El viceministro de Defensa ruso Anatoli Antonov señaló que será
muy difícil lograr avance en la citada cumbre, "pues carecemos de un
documento que le puedan dar el visto bueno los máximos dirigentes de
ambos países".
Para Antonov, los asuntos a resolver para llegar a una avenencia
requieren más de los dos meses que restan para el referido encuentro
al más alto novel, el cual, todo parece indicar, tendrá lugar en
Camp David, en lugar de la ciudad estadounidense de Chicago.

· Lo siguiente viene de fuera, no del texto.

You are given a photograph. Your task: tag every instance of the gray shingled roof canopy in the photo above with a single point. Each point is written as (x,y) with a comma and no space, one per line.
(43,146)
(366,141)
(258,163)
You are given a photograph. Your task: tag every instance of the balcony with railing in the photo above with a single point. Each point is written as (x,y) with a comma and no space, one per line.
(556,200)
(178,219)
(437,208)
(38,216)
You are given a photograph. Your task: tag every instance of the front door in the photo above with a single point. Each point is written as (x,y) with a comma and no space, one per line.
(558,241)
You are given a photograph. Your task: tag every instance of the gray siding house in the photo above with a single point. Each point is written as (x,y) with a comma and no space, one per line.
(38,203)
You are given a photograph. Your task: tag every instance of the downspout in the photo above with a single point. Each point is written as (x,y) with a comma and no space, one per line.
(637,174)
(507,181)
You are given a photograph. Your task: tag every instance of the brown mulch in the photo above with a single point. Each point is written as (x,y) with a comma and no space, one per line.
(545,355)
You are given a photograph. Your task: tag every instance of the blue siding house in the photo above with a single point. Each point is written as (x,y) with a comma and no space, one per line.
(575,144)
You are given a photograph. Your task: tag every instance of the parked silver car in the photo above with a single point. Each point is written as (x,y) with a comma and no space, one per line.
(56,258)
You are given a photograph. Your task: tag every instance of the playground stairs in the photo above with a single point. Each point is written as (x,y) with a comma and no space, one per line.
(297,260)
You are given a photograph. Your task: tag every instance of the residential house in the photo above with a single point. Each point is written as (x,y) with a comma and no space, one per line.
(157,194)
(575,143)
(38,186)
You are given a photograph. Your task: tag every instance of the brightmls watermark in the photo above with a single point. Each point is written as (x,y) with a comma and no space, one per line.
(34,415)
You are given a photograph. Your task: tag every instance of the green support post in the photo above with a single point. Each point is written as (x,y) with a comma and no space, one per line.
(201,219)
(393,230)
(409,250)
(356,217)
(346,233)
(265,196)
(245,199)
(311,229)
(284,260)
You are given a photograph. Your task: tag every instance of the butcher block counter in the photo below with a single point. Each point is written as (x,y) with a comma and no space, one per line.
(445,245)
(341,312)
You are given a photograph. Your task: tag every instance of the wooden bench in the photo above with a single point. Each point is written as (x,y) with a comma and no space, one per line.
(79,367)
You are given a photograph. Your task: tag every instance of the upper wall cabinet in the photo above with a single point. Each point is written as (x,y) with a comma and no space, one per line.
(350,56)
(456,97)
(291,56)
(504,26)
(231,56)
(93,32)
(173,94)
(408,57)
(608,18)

Al mismo tiempo, el vicetitular ruso de Defensa considera que aún
no se ha llegado a un punto de inflexión en las discusiones de Rusia
y Estados Unidos sobre el tema del escudo antimisil, por lo cual
estima posible continuar el diálogo.
Moscú demanda de Washington la firma de un documento que contenga
un compromiso jurídico, por el cual asegure que el sistema de
defensa antimisil se construye sin intenciones de dañar las
capacidades de respuesta de las fuerzas estratégicas rusas, reflejó
Prensa Latina.
El despliegue por el Pentágono de elementos de su sombrilla
anticoheteril en Europa llevó a Rusia a poner en práctica medidas de
respuesta como la apertura anticipada de una estación de
radiolocalización lejana en el occidental enclave de Kaliningrado.
Tal apertura formó parte de un paquete de contramedidas anunciado
en noviembre último por el presidente ruso, Dmitri Medvedev.